Nous allons rencontrer nos homologues des autres pays à ce sujet. L'un des chefs de file de ce mouvement a été les États-Unis. Je m'empresse d'ailleurs d'ajouter que l'initiative prise aux États-Unis au sujet du trafic d'êtres humains—et je tiens à être politiquement très neutre en disant ceci—a été attribuée récemment au président Bush, mais c'est Harold Koh, dont j'ai déjà parlé, qui en a été à l'origine au moment où il était secrétaire d'État adjoint à la démocratie, au travail et aux droits humains. Comme il le disait lui-même, même s'il a beaucoup de divergences de vues avec le président Bush, dans ce dossier-là, il est parfaitement en accord avec lui.
À (1055)
J'étais censé rencontrer John Ashcroft...
Le président: Monsieur Cotler, votre enthousiasme pour ce projet est manifeste...
Des voix : Oh, oh!
Le président : ... et seul le peu de temps qui nous reste en viendra à bout. Vous savez qu'il y a un autre comité qui doit occuper la salle pour se préparer.
L'hon. Irwin Cotler: Et moi, je dois aller à une réunion du Cabinet.
Le président: Madame Catterall, vous aviez une question à poser mais je vais essayer de vous soudoyer. Je voudrais que vous nous proposiez la motion portant adoption du budget qui a déjà été distribuée, ce qui nous permettra d'obtenir un financement transitoire pour nos travaux futurs.
Mme Marlene Catterall: Avec plaisir.
(La motion est adoptée [voir les Procès-verbaux])
Le président: Chers collègues, je vous remercie.
Nous devons terminer pour pouvoir laisser la place à l'autre comité.
Mme Marlene Catterall: Me permettriez-vous juste un commentaire qui ne durera qu'une minute? Je laisserai au ministre le soin de répondre une autre fois. Il s'agit de quelque chose qui concerne vaguement le budget, en l'occurrence ce que coûtent les procédures judiciaires et ainsi de suite.
Le ministère de la Justice avait jadis un service du règlement extrajudiciaire des différends qui a je crois été dissous. Le ministère pourrait peut-être se pencher sur une disposition aberrante de la politique du Conseil du Trésor ou encore de la loi qui encourage les litiges. Si un ministère règle un différend moyennant paiement, le montant en question émarge au budget du ministère. Si l'affaire est portée devant un tribunal, le paiement éventuel émarge aux recettes générales. Il est clair que les ministères ont tout intérêt à ne pas régler leurs différends avec des sous-traitants par exemple et à aller plutôt devant les tribunaux pour préserver leurs budgets.

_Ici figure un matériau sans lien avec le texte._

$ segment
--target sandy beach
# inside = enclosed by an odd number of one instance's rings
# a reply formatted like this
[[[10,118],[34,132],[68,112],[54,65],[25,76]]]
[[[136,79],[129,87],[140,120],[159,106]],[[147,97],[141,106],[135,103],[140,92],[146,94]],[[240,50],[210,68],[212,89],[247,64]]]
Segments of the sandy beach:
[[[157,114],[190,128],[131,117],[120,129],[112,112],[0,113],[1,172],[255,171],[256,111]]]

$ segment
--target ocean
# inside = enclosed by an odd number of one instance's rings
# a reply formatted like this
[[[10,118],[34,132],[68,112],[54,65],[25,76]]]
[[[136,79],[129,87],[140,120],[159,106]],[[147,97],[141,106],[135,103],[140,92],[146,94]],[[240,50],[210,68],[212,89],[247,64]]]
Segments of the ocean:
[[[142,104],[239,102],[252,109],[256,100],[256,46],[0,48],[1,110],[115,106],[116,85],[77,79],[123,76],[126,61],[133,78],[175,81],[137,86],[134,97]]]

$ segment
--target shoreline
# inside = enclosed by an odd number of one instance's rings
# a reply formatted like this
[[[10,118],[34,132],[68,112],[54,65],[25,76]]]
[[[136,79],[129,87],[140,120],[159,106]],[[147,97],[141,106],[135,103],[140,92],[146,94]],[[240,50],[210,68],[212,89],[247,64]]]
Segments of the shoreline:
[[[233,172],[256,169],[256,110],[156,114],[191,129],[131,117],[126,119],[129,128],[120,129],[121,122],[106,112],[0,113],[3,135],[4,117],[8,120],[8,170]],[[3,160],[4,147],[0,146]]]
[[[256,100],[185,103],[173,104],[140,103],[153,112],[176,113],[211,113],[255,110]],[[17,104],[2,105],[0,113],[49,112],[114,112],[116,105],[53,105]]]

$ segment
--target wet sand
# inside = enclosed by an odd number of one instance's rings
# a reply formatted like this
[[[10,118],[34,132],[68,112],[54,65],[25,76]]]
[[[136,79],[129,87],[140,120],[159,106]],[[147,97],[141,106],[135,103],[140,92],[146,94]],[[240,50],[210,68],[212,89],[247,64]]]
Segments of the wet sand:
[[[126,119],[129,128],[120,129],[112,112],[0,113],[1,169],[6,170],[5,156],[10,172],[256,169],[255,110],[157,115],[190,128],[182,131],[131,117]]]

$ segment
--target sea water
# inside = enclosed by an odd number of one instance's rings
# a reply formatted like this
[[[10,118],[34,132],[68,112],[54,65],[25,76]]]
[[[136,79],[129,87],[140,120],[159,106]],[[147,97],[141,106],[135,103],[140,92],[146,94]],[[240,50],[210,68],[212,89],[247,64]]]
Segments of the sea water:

Je vous demanderais donc de voir ce qu'il serait possible de faire pour favoriser le recours au mécanisme de règlement extrajudiciaire des différends là où les différends n'ont pas le même niveau d'importance que ceux auxquels nous avons dû consacrer énormément de ressources, et cela dans l'espoir de pouvoir garder ces mêmes ressources pour les choses vraiment importantes.
L'hon. Irwin Cotler: Je vous dirai simplement que je vais vous répondre par écrit mais, pour mémoire, le service en question n'a pas été dissous; c'est au contraire pour nous une priorité.
Encore une fois, merci pour toutes vos questions bien préparées et pour cet échange de vues.
Le président: Cette réunion a été très productive. Monsieur le ministre, je vous remercie ainsi que vos fonctionnaires.
Chers collègues, la séance est maintenant levée. Je vous demanderais de passer à la salle 306 pour la réunion du comité directeur. La séance est levée.